Out of those children, roughly half of them are either with relatives or foster homes where they could be adopted, but the remaining children are left without that community support and without confidence in what their future will hold. Key is challenging the community to step up and find homes for children in the county.
“Bring our children home by Christmas no matter what it takes,” Key challenged.
A large part of his challenge is based on a child’s need for a strong support system, especially after dealing with events traumatic enough to warrant the child needing to be placed in foster care to begin with.
“What we do in our schools and what our foster parents do and what our therapists do — it all has to be connected,” keynote speaker Sue Badeau said. “Children can’t heal from trauma without a family, but children don’t thrive in a family unless people are also helping them heal from their trauma. It is all interconnected.”
Badeau and her husband raised 22 children and fostered 75 children, primarily teenagers in hopes of giving those children the foundation they need to become happy, successful adults.
“Everyone needs one of those no matter what family is in their life,” Badeau said. “Don’t you all think you need a family like that? Someone who has got your back no matter what.”
According to Badeau, it is worth it, but those families need community support to keep going and succeed.
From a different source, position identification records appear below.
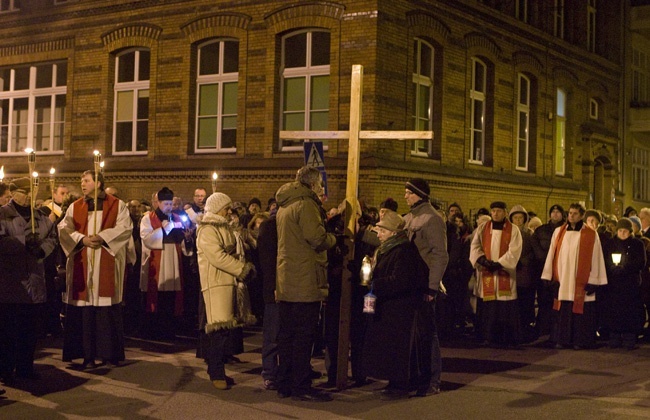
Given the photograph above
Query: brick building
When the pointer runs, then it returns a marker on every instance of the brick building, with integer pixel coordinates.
(523, 96)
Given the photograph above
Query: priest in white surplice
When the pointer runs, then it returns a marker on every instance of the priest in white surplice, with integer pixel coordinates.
(95, 245)
(574, 269)
(495, 251)
(161, 274)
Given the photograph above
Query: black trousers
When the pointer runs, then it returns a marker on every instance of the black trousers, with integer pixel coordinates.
(298, 325)
(18, 326)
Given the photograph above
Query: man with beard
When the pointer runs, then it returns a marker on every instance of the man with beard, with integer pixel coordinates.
(161, 276)
(95, 242)
(22, 280)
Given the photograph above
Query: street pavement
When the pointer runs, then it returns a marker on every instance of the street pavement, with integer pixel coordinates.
(164, 380)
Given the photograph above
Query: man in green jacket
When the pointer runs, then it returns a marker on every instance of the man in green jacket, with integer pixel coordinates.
(301, 280)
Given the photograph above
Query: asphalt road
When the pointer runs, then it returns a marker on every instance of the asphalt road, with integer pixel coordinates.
(166, 381)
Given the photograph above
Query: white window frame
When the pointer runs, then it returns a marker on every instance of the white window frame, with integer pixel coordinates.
(220, 79)
(13, 129)
(11, 7)
(560, 132)
(558, 19)
(308, 72)
(523, 109)
(593, 108)
(136, 86)
(591, 25)
(641, 174)
(521, 10)
(477, 97)
(422, 147)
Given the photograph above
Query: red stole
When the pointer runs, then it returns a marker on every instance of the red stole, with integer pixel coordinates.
(154, 270)
(107, 261)
(587, 241)
(487, 277)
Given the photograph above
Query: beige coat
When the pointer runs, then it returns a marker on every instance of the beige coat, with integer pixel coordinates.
(219, 267)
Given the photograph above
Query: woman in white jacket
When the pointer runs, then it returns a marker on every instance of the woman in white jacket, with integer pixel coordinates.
(219, 269)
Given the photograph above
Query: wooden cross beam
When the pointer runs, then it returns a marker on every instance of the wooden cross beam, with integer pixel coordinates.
(351, 203)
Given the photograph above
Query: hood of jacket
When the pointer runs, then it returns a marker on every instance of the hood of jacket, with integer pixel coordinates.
(292, 191)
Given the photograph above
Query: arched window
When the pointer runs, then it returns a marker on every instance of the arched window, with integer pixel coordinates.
(217, 83)
(305, 83)
(131, 106)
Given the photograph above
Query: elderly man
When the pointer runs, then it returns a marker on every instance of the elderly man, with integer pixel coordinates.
(428, 232)
(161, 275)
(495, 251)
(95, 241)
(301, 280)
(24, 243)
(574, 269)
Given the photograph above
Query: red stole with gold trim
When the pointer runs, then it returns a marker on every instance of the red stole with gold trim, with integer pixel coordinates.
(154, 271)
(585, 253)
(487, 277)
(107, 261)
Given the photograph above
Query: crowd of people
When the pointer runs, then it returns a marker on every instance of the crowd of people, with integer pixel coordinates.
(95, 268)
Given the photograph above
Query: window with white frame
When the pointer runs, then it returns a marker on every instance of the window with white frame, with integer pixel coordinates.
(131, 106)
(593, 108)
(217, 82)
(32, 107)
(305, 83)
(423, 61)
(523, 122)
(640, 77)
(641, 174)
(558, 19)
(477, 95)
(560, 132)
(591, 26)
(9, 5)
(521, 10)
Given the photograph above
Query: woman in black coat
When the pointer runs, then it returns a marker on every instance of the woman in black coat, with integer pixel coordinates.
(625, 309)
(389, 342)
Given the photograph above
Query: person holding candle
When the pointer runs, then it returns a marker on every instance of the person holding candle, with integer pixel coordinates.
(624, 259)
(26, 238)
(94, 235)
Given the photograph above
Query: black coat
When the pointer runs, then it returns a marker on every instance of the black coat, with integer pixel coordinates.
(623, 295)
(390, 335)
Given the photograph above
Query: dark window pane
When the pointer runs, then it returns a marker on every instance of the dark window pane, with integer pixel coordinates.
(21, 78)
(143, 136)
(145, 63)
(44, 76)
(209, 59)
(62, 74)
(231, 57)
(126, 67)
(123, 136)
(320, 48)
(295, 51)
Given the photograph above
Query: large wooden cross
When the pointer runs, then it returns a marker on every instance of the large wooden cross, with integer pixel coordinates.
(354, 135)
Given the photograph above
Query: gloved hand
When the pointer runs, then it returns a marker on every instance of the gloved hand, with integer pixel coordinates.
(590, 289)
(33, 245)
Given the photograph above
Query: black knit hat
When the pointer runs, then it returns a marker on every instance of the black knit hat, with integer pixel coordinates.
(389, 203)
(556, 207)
(419, 186)
(165, 194)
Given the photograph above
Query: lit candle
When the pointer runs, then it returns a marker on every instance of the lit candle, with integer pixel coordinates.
(214, 182)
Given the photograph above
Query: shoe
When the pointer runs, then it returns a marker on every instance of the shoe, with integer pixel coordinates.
(221, 384)
(270, 385)
(313, 397)
(430, 390)
(393, 394)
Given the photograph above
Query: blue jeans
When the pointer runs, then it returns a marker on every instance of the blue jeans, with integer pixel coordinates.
(270, 343)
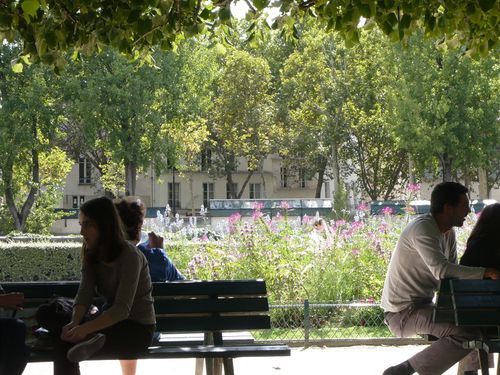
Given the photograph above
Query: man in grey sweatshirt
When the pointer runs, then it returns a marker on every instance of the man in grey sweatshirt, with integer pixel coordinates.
(425, 253)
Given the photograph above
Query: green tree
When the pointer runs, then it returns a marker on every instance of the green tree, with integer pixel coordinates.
(111, 117)
(313, 94)
(450, 105)
(242, 123)
(29, 114)
(373, 149)
(49, 27)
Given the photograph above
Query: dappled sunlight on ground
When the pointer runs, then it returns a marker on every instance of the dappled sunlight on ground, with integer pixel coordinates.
(354, 360)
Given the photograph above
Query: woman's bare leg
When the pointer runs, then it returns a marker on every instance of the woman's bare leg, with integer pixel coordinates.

“We all have to come together to make sure that not only are we providing the tools to take care of our children, but we are helping our families have the tools they need to take care of themselves — and I might add our workers,” Badeau said. “All of us in the caregiving world — the case workers, the DFACS workers, everyone who works in the trauma field — we need more attention to those self-care tools.”
Badeau emphasized that if caregivers are not taken care of, then they lose their ability to properly take care of the children that desperately need their care.
“There are many reasons why others so generously open their homes to ensure the safety and wellbeing and needs of children,” County Director of the Department of Family and Children Services Shay Thornton said.
“Each one of us is generally driven by the goodness of our hearts and the passion and the nurturing that we want to give these children.”
The event closed with a final request that everyone within the community look into their hearts and ask if there is anything that they can do to help children in foster care, and ultimately bring them home.
A special screening of the award-winning documentary, Paper Tigers will take place at the Trough High Fine Arts Auditorium at 8:30 a.m. this morning.
A trauma-informed care seminar on translating principle into practice will take place at First Baptist Church on the Square at 5:30 p.m. tonight.